Hinter ihr tauchten die Brüder auf: "Bitte, Mama! Wir alle drei kümmern uns!"
"So? Etwa so, wie ihr eure Zimmer aufräumt?", meinte ich spitz.
"Nein! Wirklich! Wir werden alles tun, was für so eine Katze wichtig ist. Wir machen alles sauber, füttern sie. Ihr werdet über-haupt keine Arbeit mit der Katze haben!"
Sehr ungewöhnlich, diese Einigkeit! "Dann fragt euren Papa!" Kurzerhand schob ich den Schwarzen Peter meinem Mann zu. Bei ihm hatten die drei dann doch eine schwierigere Aufgabe. Geschlagene zehn Minuten brauchten sie, bis Victor entnervt aufgab: "Aber denkt nicht, dass ich auch nur einmal das Katzenklo ..." Der Rest ging im Gejubel der drei unter.
"Na gut", dachte ich mir, "du lebst auf dem Land, du hast drei Kinder, die so gern ein Tier hätten und du lebst in einem Einfamilienhaus. Warum also auch nicht."

So kam Felix eine Woche später zu uns. Dass er sonst ins Tierheim gemusst hätte, entpuppte sich als glatte Lüge.
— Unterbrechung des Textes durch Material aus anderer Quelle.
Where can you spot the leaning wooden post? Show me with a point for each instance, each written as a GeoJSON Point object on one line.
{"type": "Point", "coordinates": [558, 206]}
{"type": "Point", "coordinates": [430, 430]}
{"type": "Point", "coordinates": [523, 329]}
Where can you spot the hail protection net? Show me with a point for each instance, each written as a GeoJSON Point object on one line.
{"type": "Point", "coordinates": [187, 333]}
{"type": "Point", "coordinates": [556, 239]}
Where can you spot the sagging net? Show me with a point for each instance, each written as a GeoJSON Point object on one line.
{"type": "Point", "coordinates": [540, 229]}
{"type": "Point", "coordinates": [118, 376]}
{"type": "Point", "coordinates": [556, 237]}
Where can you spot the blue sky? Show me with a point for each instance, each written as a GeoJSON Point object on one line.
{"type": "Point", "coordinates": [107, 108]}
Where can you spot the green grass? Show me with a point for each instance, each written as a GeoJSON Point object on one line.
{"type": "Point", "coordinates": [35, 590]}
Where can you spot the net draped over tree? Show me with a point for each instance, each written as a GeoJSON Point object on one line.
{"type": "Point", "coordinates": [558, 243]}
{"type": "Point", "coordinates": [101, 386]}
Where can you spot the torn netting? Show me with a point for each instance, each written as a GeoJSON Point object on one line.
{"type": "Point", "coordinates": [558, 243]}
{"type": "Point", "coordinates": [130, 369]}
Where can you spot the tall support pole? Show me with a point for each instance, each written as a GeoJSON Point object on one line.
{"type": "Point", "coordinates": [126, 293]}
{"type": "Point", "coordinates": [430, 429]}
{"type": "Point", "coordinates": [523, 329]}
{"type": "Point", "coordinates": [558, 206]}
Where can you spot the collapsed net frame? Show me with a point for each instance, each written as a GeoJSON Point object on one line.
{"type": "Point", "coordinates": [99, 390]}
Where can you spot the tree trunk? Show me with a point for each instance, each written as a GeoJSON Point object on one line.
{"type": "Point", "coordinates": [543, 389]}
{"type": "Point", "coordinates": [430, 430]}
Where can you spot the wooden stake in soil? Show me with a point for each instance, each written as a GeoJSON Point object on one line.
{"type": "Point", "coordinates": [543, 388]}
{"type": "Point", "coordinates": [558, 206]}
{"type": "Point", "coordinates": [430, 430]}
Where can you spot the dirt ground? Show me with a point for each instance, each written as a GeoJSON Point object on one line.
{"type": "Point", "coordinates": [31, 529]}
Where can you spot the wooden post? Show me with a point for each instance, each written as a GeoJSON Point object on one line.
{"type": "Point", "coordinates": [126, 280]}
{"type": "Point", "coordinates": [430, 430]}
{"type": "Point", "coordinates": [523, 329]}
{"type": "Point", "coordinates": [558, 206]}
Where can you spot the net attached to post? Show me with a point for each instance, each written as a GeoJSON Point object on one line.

Aber da war es schon zu spät, ich hatte dieses süße kleine Katerlein schon gesehen. Nun sollte es auch bleiben. Und es ist auch so, dass die Kinder sich ganz viel um Felix kümmern. Wenn ich sehe, wie Moritz morgens schon den Kater durch das Haus trägt, wo er doch noch vor kurzem um diese Uhrzeit nicht ansprechbar war, dann geht mir das Herz auf.
Felix geht es gut bei uns. Doch er weiß es oft nicht zu schätzen. Er weiß nicht, dass ich eigentlich ohne ihn leben könnte, wenn er meinen Vorhang herunterholt. Er weiß nichts davon, dass ich auch die nächsten 42 Jahre ohne Kater leben wollte, wenn er in meinen Blumentöpfen buddelt. Er scheint anzunehmen, dass er hier im Hause Fernandez eine ... nun ... nicht zu geringe Stellung inne hat. Anders kann ich es mir jedenfalls nicht erklären, warum dieses undankbare kleine Tier nur darauf zu warten scheint, dass einer aus der Familie vergisst, das Kellerfenster zu schließen. Dann ist er nämlich weg. Und wo rennt er hin? Zu unseren Nachbarn, die eine Dobermannhündin haben. Zu diesen Nachbarn, die immer mit verkniffenem Gesicht zu sehen sind. Die Nachbarin trägt ihn auch prompt zurück und schnauzt die Kinder an: "Ist das eure Katze?! Bella mag keine Katzen! Wenn etwas passiert, übernehmen wir nicht die Verantwortung! Das ist unser Grundstück und wenn es zum Katzenklo umfunktioniert wird, dann gibt es Ärger!"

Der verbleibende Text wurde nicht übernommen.